The Cricket Tier
Dec 16, 2016
As Haseeb Hameed became the youngest debutant to open for England in a Test match last month, we here at The Cricket Tier decided to take a quick look at the background of this young 19 year old from Bolton.
He's back home in England through injury having made his historic test debut for England against India at the Saurashtra Stadium in Rajkot. However that's not the only thing he made, he made an impression as well and we're sure he'll be back in the England fold as soon as possible.
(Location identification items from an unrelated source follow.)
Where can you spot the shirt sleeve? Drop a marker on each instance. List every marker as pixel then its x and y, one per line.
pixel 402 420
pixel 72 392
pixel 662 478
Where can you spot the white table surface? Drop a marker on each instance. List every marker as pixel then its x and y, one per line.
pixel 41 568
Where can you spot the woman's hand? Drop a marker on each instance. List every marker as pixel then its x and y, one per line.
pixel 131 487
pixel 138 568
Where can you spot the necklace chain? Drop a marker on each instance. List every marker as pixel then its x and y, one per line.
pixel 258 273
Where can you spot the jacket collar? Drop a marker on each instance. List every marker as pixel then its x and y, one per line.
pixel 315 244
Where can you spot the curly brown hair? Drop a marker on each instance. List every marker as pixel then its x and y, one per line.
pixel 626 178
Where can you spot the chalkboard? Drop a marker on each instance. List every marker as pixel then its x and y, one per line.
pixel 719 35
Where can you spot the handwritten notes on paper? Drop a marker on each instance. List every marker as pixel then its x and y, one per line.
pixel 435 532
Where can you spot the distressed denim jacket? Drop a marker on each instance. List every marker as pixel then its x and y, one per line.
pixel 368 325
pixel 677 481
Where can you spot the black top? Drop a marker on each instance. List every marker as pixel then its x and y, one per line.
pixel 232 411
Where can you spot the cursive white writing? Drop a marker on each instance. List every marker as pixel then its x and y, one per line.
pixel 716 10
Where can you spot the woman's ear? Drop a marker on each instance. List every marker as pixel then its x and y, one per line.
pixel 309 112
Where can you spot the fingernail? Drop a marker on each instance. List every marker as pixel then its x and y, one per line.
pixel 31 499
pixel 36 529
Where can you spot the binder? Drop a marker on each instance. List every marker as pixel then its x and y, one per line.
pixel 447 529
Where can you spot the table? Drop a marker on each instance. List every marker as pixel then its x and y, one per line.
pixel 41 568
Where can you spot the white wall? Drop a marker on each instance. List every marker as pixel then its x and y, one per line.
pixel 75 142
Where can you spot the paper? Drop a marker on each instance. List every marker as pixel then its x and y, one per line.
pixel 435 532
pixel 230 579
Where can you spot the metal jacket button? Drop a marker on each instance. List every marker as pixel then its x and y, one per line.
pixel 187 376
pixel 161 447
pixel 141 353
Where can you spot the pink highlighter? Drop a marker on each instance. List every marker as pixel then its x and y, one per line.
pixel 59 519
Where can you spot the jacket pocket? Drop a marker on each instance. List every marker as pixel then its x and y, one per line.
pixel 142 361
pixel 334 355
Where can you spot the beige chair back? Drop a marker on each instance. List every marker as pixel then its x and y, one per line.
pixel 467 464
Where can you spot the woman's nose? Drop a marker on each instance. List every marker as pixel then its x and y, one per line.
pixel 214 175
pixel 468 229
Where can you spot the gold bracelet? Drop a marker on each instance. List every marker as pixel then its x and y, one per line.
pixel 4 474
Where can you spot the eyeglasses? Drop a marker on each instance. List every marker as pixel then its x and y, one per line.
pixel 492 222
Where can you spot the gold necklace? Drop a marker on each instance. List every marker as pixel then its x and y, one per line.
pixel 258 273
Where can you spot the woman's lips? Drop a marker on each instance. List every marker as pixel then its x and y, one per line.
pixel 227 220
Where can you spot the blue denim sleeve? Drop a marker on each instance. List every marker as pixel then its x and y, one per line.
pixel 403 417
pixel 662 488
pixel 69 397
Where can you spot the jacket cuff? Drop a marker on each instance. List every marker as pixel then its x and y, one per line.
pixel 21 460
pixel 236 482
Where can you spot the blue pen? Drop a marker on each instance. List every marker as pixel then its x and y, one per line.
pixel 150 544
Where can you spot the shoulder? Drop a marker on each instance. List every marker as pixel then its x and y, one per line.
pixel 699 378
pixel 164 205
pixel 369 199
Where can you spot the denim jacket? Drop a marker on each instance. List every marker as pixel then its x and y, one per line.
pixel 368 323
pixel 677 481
We here have no doubt about that.
He'd play well in his first two Test Matches and had kept his place for the Third Test, but unfortunately he was struck on the hand by India fast bowler Umesh Yadav and was unable to then field in the rest of the Test, which England went on to lose by eight wickets.
Hameed had said "It's quite surreal to think how quickly things have happened." after his actual debut.
For most people, Hameed's rise to fame has been a surprise. But for those on the inside at his home county Lancashire and England’s International Pathway, Hameed’s talent and progress has led to excitement for almost a decade. "I remember watching Hass as a 16-year-old facing Tom Helm, David Willey and Tymal Mills rocking up trying to take his head off. Again, he coped - he seemed to relish it" said Mo Bobat, England's player identification lead.
Former long-time Lancashire coach and academy director John Stanworth was full of praise for him too, saying: "He's as good a player as I've worked with. He's going to have a career, isn't he? Who knows how good he'll be." Stanworth was the one who also help develop the likes of Andrew Flintoff, Jimmy Anderson, Sajid Mahmood and Simon Kerrigan.
We also managed to find some quotes from Haseeb Hameed on his early Lancashire memories:
“I trialled at the age of eight with Lancashire and got told I was too skinny, too small,” said Hameed, who played his early cricket for Bolton League clubs Tonge and Farnworth Social Circle. They said 'come back next year'.
“I got selected at the age of nine, but looking back I'm pretty sure I was selected more as a leg-spin bowler who batted a little bit. I played predominantly as a bowler who batted eight or nine.
“Then, the turning point came against Warwickshire Under 11s where I got 48 not out and won us the game with nine wickets down.
“Both of us were nine, and we knocked them off. I got one off the last ball to win us the game. They were a good side, Warwickshire. They'd gone unbeaten for two years."